Maggot dalam jumlah yang besar bisa mengefisiensi penumpukan sampah berupa sisa makanan. Bibit maggot 1 gr tumbuh hingga mencapai 3,5 – 4,5 kg dalam durasi waktu 18 hari. Sepanjang itu, pakan yang dibutuhkan sebanyak 25 – 35 kg. Adapun sampah sisa makanan dari setiap rumah per hari sekitar 0,4 kg. Artinya, sisa makanan rumah tangga sebanyak 240 kg per hari akan habis jika ada produksi bibit sekitar 8 – 9 gr bibit maggot per hari dan membutuhkan lahan kandang dengan ukuran 38 – 43 m2.

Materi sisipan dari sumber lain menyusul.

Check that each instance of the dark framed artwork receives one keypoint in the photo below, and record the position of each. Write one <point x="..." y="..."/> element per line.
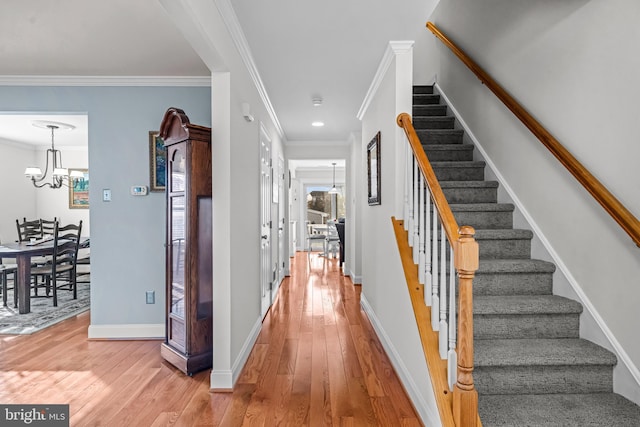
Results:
<point x="79" y="190"/>
<point x="157" y="162"/>
<point x="373" y="171"/>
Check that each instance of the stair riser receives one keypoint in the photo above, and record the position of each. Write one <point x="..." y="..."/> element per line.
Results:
<point x="448" y="155"/>
<point x="501" y="249"/>
<point x="443" y="137"/>
<point x="429" y="110"/>
<point x="433" y="122"/>
<point x="543" y="379"/>
<point x="512" y="284"/>
<point x="423" y="89"/>
<point x="471" y="195"/>
<point x="486" y="221"/>
<point x="470" y="173"/>
<point x="426" y="99"/>
<point x="526" y="326"/>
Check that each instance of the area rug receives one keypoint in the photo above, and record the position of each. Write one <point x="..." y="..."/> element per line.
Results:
<point x="43" y="314"/>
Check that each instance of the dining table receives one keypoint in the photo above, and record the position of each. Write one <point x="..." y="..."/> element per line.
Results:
<point x="22" y="252"/>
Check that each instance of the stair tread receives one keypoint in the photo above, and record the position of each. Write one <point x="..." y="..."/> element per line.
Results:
<point x="515" y="266"/>
<point x="540" y="352"/>
<point x="485" y="207"/>
<point x="469" y="184"/>
<point x="459" y="164"/>
<point x="589" y="409"/>
<point x="503" y="234"/>
<point x="443" y="131"/>
<point x="448" y="147"/>
<point x="525" y="305"/>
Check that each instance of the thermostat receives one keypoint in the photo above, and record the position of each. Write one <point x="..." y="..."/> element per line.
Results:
<point x="139" y="190"/>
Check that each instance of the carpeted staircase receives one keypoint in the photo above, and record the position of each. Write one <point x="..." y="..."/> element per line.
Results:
<point x="531" y="367"/>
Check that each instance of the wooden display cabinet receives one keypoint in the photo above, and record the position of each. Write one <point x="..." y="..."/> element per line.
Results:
<point x="188" y="341"/>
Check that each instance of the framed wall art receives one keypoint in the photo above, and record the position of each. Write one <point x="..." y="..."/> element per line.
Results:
<point x="157" y="162"/>
<point x="373" y="171"/>
<point x="79" y="190"/>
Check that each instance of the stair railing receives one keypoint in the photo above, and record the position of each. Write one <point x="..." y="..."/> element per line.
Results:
<point x="434" y="235"/>
<point x="617" y="210"/>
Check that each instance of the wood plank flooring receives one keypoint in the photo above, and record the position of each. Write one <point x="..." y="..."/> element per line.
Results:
<point x="316" y="362"/>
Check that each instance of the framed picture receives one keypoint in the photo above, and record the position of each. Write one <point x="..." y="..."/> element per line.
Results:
<point x="373" y="171"/>
<point x="157" y="162"/>
<point x="79" y="190"/>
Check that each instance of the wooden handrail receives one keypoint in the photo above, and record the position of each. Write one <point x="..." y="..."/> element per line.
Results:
<point x="466" y="259"/>
<point x="608" y="201"/>
<point x="446" y="216"/>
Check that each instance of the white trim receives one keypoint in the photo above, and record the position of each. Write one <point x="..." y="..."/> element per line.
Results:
<point x="196" y="81"/>
<point x="243" y="356"/>
<point x="393" y="48"/>
<point x="127" y="331"/>
<point x="327" y="143"/>
<point x="427" y="416"/>
<point x="237" y="35"/>
<point x="357" y="280"/>
<point x="582" y="297"/>
<point x="221" y="380"/>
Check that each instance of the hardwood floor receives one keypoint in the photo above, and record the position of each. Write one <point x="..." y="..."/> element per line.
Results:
<point x="316" y="362"/>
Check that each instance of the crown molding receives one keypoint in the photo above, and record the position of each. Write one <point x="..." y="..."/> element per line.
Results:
<point x="394" y="48"/>
<point x="105" y="81"/>
<point x="237" y="35"/>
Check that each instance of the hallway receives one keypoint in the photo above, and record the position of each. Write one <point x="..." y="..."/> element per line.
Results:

Selain mengefisiensi penumpukan, maggot juga bernilai ekonomis tinggi. Kisaran harga maggot segar Rp 6.000 per kg. Kalau mengacu pada data di atas, dengan adanya bibit 8 – 9 gr per hari maka estimasi panennya mencapai 34 kg. penjualan bisa mencapai angka Rp 204.000 per hari dan Rp 6.120.000 per bulan. Tidak hanya itu, maggot juga bisa menjadi pakan ikan dan ayam, mengingat kandungan proteinnya yang cukup tinggi. Dengan demikian, peternak bisa menghemat biaya pembelian pakan.
Jika pesantren berhasil mengelola sisa makanan sebanyak 240 kg per hari atau menghemat biaya pakan ternak, maka dampak positifnya bagi lingkungan dan warga sekitar akan sangat berarti.
Dengan demikian, Pesantren tak hanya memberikan pengajaran ilmu-ilmu keagamaan bagi para santri semata. Namun dengan mendorong keterlibatan masyarakat dalam kegiatan pemilahan sampah, maka pesantren secara tidak langsung telah menyumbangkan nilai edukatif-ekologis bagi mereka.
Peran ini fundamental. Pesantren dituntut tidak melulu untuk mengatasi kebutuhan masyarakat akan ilmu dan pengetahuan. Lebih dari itu, Pesantren bisa hadir sebagai bagian dari mata air yang akan menghidupi orang banyak.